Glucagon-like Peptide 1 Receptor Agonist in Acute Large Vessel Occlusion Stroke Treated by Reperfusion Therapies
Status:
COMPLETED
Trial end date:
2024-10-25
Target enrollment:
Participant gender:
Summary
Endovascular thrombectomy (EVT) is a highly effective therapy for acute ischemic stroke with large vessel occlusion (LVO). EVT was proven efficacious in selected patients with symptoms onset or last-known-well time of up to 24 hours. With a number-needed-to-treat (NNT) of 2.3-2.8 to achieve functional independence, EVT had become the current state-of-the-art treatment for ischemic stroke with LVO. Nevertheless, more than half of LVO strokes suffered from functional dependence or death despite EVT. Futile EVTs were contributed by peri-procedural malignant brain edema (MBE) and symptomatic intracranial hemorrhage (sICH). Studies suggested that 26.9% of EVTs were complicated by MBE, whereas sICH was present in 6-9% of LVO patients who received EVT. The fundamental pathophysiology of MBE and sICH is blood-brain-barrier (BBB) disruption secondary to ischemia, mechanical and reperfusion injury. These pathological processes can result in increased tissue permeability, excess production of oxygen free radicals and inflammatory response that eventually lead to hemorrhage and edema. Poor collateral circulation, proximal LVOs, intravenous thrombolysis, blood pressure and glucose fluctuation had all been implicated to in MBE and sICH. However, these risk factors were either unmodifiable or not shown to improve EVT outcomes.
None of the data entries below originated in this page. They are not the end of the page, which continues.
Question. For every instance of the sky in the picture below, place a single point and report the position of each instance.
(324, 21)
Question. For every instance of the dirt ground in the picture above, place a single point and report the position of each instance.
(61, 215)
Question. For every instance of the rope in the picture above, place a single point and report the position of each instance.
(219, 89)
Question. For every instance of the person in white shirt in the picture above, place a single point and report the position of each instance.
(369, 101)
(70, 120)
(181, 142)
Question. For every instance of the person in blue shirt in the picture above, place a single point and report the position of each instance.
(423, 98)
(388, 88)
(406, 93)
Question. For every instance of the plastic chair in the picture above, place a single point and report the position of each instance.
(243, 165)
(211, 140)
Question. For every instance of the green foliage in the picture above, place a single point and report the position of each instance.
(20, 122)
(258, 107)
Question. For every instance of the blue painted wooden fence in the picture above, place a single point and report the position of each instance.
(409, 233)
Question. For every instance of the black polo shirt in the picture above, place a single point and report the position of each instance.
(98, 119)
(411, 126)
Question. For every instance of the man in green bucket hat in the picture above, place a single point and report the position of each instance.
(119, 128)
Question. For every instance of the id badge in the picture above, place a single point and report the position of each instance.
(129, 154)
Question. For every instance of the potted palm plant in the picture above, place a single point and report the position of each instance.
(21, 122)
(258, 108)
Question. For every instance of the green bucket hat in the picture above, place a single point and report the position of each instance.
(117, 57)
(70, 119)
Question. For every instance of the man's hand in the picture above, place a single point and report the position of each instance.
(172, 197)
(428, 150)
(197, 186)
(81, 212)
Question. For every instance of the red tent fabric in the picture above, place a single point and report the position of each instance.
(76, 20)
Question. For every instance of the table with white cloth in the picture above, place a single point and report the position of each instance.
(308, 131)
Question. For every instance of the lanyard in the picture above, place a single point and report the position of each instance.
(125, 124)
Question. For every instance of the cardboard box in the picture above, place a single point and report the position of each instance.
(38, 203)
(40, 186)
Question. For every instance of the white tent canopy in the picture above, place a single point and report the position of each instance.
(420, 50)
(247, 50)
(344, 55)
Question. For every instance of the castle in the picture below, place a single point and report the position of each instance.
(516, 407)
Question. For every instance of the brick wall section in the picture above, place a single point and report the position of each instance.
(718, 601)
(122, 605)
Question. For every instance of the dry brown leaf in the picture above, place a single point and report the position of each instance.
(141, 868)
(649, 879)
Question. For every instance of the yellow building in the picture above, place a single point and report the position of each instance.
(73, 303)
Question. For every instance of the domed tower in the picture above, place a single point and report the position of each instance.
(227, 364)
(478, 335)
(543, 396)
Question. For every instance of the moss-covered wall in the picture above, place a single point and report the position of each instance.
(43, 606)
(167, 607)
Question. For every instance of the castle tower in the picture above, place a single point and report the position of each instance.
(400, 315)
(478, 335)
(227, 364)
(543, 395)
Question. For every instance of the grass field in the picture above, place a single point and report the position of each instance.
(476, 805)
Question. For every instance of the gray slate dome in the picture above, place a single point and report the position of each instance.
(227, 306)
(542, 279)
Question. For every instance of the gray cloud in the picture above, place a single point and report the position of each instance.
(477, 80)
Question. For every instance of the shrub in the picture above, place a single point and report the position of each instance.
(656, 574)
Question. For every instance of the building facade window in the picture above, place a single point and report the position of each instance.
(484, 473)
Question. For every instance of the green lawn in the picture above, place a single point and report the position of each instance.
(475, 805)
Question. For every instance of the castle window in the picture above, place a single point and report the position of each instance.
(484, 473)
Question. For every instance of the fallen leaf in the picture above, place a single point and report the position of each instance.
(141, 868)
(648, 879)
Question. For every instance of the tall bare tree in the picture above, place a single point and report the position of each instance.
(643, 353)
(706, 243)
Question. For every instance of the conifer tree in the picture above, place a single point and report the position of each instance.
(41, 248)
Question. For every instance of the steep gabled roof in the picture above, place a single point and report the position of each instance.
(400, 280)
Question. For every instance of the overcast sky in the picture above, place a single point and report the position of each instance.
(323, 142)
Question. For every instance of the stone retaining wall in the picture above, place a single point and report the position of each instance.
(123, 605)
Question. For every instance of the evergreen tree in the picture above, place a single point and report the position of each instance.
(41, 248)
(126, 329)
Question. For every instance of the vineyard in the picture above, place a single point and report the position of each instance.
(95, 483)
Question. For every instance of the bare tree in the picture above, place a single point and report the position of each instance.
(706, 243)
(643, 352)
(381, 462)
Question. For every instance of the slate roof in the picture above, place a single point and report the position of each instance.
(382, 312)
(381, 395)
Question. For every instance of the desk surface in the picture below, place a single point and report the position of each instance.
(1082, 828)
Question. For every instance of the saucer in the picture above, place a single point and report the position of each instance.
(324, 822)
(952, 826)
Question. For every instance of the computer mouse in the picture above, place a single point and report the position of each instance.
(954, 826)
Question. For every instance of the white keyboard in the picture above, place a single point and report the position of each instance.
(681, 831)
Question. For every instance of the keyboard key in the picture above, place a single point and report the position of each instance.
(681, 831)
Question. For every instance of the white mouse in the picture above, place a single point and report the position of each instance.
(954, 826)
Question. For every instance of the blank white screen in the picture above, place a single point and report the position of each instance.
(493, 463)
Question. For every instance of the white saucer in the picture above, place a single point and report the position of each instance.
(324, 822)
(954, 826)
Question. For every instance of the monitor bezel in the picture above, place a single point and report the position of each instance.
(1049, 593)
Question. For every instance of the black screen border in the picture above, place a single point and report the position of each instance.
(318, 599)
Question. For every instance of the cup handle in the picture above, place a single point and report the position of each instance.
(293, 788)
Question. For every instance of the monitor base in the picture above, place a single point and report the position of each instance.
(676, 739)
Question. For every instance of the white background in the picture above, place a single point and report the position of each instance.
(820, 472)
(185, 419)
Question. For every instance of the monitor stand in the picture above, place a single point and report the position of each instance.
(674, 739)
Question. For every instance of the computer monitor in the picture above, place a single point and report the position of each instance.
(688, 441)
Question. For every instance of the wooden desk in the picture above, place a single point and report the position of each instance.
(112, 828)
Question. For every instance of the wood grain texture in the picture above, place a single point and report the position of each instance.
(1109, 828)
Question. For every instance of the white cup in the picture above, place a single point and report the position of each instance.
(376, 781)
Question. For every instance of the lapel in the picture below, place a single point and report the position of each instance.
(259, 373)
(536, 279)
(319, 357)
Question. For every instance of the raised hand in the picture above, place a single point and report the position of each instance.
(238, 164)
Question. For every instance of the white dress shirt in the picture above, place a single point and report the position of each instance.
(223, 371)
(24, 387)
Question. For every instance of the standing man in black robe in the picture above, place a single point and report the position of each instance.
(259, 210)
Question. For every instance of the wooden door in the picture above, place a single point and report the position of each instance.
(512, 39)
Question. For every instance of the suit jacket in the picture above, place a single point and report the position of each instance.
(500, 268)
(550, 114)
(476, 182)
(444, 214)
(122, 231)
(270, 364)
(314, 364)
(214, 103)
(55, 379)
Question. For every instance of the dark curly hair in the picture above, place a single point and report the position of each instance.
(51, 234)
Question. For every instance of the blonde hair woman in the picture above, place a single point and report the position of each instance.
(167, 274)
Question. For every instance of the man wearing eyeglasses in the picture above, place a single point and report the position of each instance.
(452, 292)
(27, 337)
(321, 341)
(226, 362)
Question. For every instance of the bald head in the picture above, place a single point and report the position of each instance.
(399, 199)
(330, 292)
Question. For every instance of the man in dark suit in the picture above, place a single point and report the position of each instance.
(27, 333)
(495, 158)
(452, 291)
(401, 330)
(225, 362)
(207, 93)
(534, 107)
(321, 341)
The preliminary results of a recent randomized trial even suggested harmful effects of intensive blood pressure following EVT. With indications of EVT are expanding to patients with prolonged ischemia and large ischemic cores, enhancing BBB and neuronal tolerance to ischemia and reperfusion therapies may hugely impact on EVT outcomes. Recent animal models have shown that glucagon-like peptide peptide-1 receptor agonists (GLP-1RA) significantly reduced infarct volume and neurological deficits following temporary or permanent middle cerebral artery occlusion. These effects were likely due to the anti-oxidant, anti-inflammatory and anti-apoptotic properties of GLP-1RA that protected BBB integrity and ischemic neurons during induced LVO and/or reperfusion. Investigator hypothesizes that compared to standard reperfusion strategies, administration of GLP-1RA in LVO patients who receive EVT may prevent the development of MBE and sICH, and improve neurological outcomes. In this randomized, open-label pilot study, investigator aims to determine the effect of semaglutide, a GLP-1RA, on the radiological and clinical outcomes in LVO patients undergoing EVT.